Ahí va otro espejismo
Sigo adelante, dejando atrás el patinazo del que hablaba la semana pasada. Al final no fue para tanto, es decir, esperaba una reprimenda más violenta, más encarnizada, más visceral, pero todo se redujo a una conversación seria sobre la gravedad del fallo y la importancia de que no se vuelva a repetir.

Sigo adelante, pero ahí me he dejado un girón de prestigio, de confianza, de capacidad. Un amigo y compañero me dice que no es para tanto, que no cargue con culpas que son excesivas o injustas. Creo que el compañerismo inclina la balanza hacia mi lado (me disculpa un fallo que sé que en otra persona le habría parecido una aberración). Para bien o para mal, es lo que tienen los amigos (algunos): siempre eligen la opción más benévola, aunque no siempre sea la más realista ni la más justa.

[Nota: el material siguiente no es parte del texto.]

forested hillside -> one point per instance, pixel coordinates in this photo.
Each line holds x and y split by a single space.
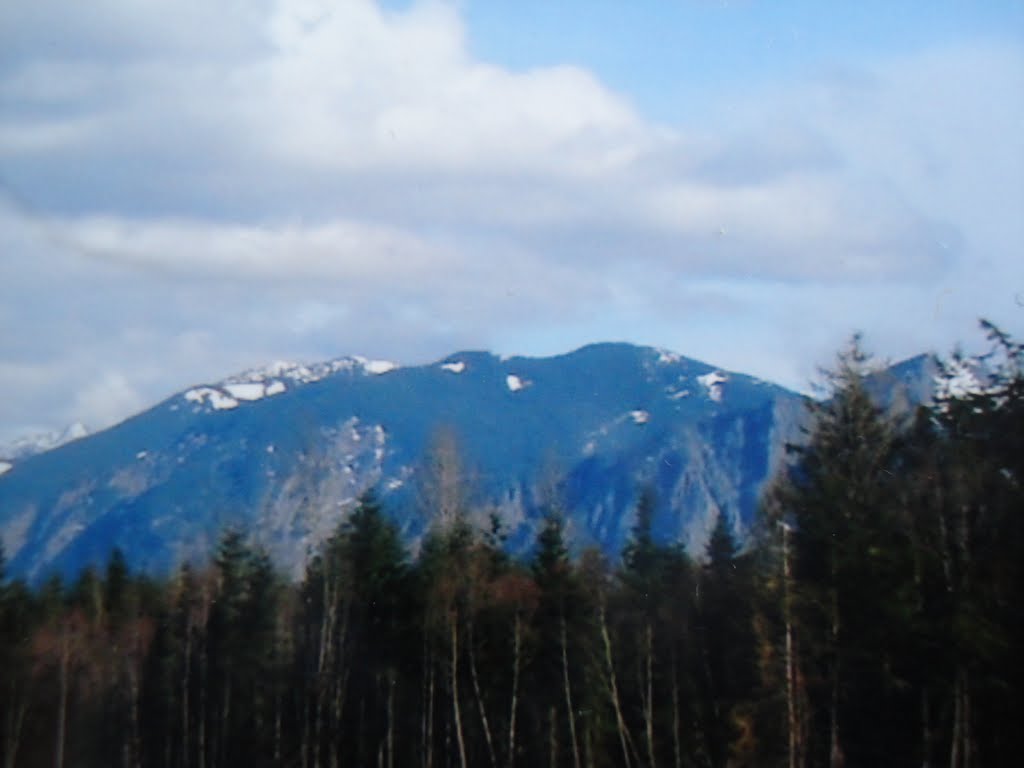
875 619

Sigo adelante, a través del enrarecido ambiente en el trabajo, de los malos rollos, cada vez más preocupantes. Estamos en tinieblas sobre nuestros futuro, que seguramente no será tan lúgubre como creemos. Pero el ambiente está cargado y nadie abre las ventanas. Pese a todo, me encuentro criticando a gente y después tomando cervezas con esas mismas personas y dándome cuenta de que no son tan malas. Siempre me pasa lo mismo: puedo ser muy duro en la larga distancia, desde la atalaya, pero cuando me acerco al plano personal dejo la dureza y me fijo en la parte buena (aunque sólo sea mínima) de las personas. Si quiero ser duro, inflexible, implacable, debo mantenerme lejos.

Sigo adelante y me doy cuenta de que el pasado queda ya muy lejos, y el presente también. Hace unos meses pensaba que había superado mi atávica manía a alcanzar algo, medio dominarlo y, cuando ya lo consideraba "superado" (que era más o menos cuando ya estaba sintiendo cómodo, aunque no hubiese llegado a rematar la faena), aburrirme y empezar a pensar en cambiar de aires. Me pasó en el colegio, me pasó en el instituto, me pasó en la universidad, me pasó en el Máster (tiempo, record, un año y a los cuatro meses ya estaba deseando largarme de ahí) y ahora en el curro he atravesado una fase similar. Sin apenas haber empezado a vislumbrar la cima, haber conocido a unos cuantos amigos y haberme hecho (minimamente) a la ciudad, ya estaba sintiendo el picor que me hace echarme a la carretera otra vez, volver a barajar las cartas sin haberlas acabado de jugar, empezar de cero cuando ya estaba llegado al uno. Ahora lo tengo más o menos controlado, pero veo inevitable un cambio de escenario a corto o medio plazo, aunque sea sólo por una época. Antes miraba al futuro y veía el presente. Ahora miro al presente y quiero que el futuro sea distinto al presente. Pese a todo, pese a las puertas que se entreabren un poco más adelante en este pasillo que es la vida (Madrid, Nueva York, Brasil...) y a que más de una vez me sorprendo pensando en liar el petate y meterme en un avión, me debo de de estar volviendo mayor y (más) conservador, porque creo que irme ahora sería dejar a medio esta experiencia; y las experiencias a medias cuentan como cero. Si, por ejemplo, me dejara llevar por los cantos de sirena que me llegan de Madrid, me encontraría en el mismo sitio que hace quince meses: nuevo en la ciudad, nuevo en el trabajo, sin un bagaje que me pusiera a un nivel más allá o, peor aún, fingiendo estar un nivel más allá de aquél en el que estoy (lo cual conlleva bofetada segura).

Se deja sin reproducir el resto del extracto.